Emmanuel Macron and Olaf Scholz celebrate the Elysée Treaty on Sunday, while the conflict triggered by Russia exacerbates divergences and misunderstandings between Paris and Berlin.
By Philippe Ricard and Thomas Wieder (Berlin, correspondent)
Speech at the Sorbonne for the 60th anniversary of the Treaty of the Elysée, Council of Franco-German ministers, and dinner in head: Emmanuel Macron and Olaf Scholz had to try to look good, Sunday January 22 in Paris, in order to overcome the tensions that appeared in broad daylight in October 2022, when France decided to postpone the meeting of the two governments, the first since the coming to power of the Social Democratic Chancellor and its Fire Tricolore coalition with the Greens and Liberals (FDP), in December 2021.
Since this postponement, contacts have multiplied between Paris and Berlin, each making efforts, on both sides, to save appearances. “I do not know if it is necessary to talk about improvement. In any case, relations have never broken,” said, in recent days, a relative of the French president.
If no spectacular breakthrough is expected, nothing like the celebration of the Treaty of Friendship sealed in 1963 by Charles de Gaulle and Konrad Adenauer to stage the good understanding between their two distant successors.

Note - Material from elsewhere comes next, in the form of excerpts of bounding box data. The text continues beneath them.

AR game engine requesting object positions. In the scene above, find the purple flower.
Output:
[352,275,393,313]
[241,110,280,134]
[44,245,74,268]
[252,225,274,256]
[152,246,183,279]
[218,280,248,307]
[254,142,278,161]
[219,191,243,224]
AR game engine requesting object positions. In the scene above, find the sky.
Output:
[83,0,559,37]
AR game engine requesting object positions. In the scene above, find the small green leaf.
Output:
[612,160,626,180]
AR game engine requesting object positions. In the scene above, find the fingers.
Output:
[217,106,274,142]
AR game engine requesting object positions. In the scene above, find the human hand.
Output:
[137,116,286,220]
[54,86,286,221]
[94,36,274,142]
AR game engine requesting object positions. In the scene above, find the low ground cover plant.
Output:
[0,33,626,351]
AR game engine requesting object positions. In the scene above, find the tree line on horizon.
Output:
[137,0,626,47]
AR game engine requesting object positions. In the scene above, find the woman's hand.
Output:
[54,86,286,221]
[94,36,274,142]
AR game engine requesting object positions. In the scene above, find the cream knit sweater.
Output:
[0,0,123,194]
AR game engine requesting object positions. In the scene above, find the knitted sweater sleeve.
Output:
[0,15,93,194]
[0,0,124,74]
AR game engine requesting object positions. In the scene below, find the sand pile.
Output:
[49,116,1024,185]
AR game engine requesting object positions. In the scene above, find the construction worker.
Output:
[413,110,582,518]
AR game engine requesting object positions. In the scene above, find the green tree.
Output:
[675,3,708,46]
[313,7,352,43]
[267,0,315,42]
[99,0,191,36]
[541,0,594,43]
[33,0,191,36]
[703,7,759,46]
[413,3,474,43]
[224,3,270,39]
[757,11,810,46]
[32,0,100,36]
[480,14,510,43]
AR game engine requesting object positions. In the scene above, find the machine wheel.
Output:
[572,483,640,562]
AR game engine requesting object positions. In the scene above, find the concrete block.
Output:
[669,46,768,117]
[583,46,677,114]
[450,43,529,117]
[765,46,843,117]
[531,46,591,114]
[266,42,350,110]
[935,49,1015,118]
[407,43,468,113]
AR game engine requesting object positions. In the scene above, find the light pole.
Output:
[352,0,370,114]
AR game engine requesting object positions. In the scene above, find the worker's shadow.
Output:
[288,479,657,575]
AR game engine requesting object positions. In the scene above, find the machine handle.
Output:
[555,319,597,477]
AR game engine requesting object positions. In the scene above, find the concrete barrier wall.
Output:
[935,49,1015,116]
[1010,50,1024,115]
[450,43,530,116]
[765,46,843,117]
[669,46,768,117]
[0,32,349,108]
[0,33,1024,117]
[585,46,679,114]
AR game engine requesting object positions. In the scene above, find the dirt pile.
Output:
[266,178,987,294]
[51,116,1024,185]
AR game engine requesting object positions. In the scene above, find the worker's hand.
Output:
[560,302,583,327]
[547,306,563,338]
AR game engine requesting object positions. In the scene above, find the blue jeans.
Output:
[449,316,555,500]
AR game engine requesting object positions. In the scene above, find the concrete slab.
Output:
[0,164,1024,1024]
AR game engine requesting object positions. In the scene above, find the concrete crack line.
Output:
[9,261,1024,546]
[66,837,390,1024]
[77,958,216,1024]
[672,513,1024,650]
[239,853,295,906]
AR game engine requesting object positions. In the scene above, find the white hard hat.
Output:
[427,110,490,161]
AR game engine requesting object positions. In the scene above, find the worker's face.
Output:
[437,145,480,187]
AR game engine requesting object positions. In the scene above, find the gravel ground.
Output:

Sunday morning, Emmanuel Macron and Olaf Scholz were to each spend a speech at the Sorbonne in front of parliamentarians from the two countries. A joint statement will be finalized in the afternoon to lay the groundwork for their bilateral cooperation and in Europe, by 2030. The great idea of the moment is to seek to strengthen the “sovereignty” of the continent, on time where it is more than ever vulnerable.
Two areas where nothing goes without saying
In reality, this reunion cannot escape an observation: the war in Ukraine shakes the Franco-German tandem, like never since the fall of the Berlin Wall, in November 1989, which led to German reunification then to the Enlargement of the European Union (EU) to countries from the Soviet block.
At the time, these upheavals already changed relations between France and Germany in depth, moreover undermined by the bloody bursting of the ex-Yugoslavia in the 1990s. As in echo to alliances From the First World War, Paris then supported Serbia, and Berlin Croatia and Bosnia.
Today, the two partners are in line to condemn the invasion of Ukraine by Russia, failing to have been able to carry out their mediation efforts between Moscow and kyiv. But their desire to avoid any additional escalation with the Kremlin and to maintain a communication channel with Vladimir Putin is poorly seen by a large eastern part of the continent. The relative restraint of Paris and Berlin is all the more disputed in Poland, as well as in the Baltic and Scandinavian states, that these countries welcome the massive commitment of the United States, perceived as the real protectors of the continent in the face of Russian aggression. German procrastination regarding the delivery of Leopard 2 tanks to Ukraine only feed the resentment of part of the EU with regard to the main continental economic power, well in pain, with France, to sketch a defense strategy of the continent.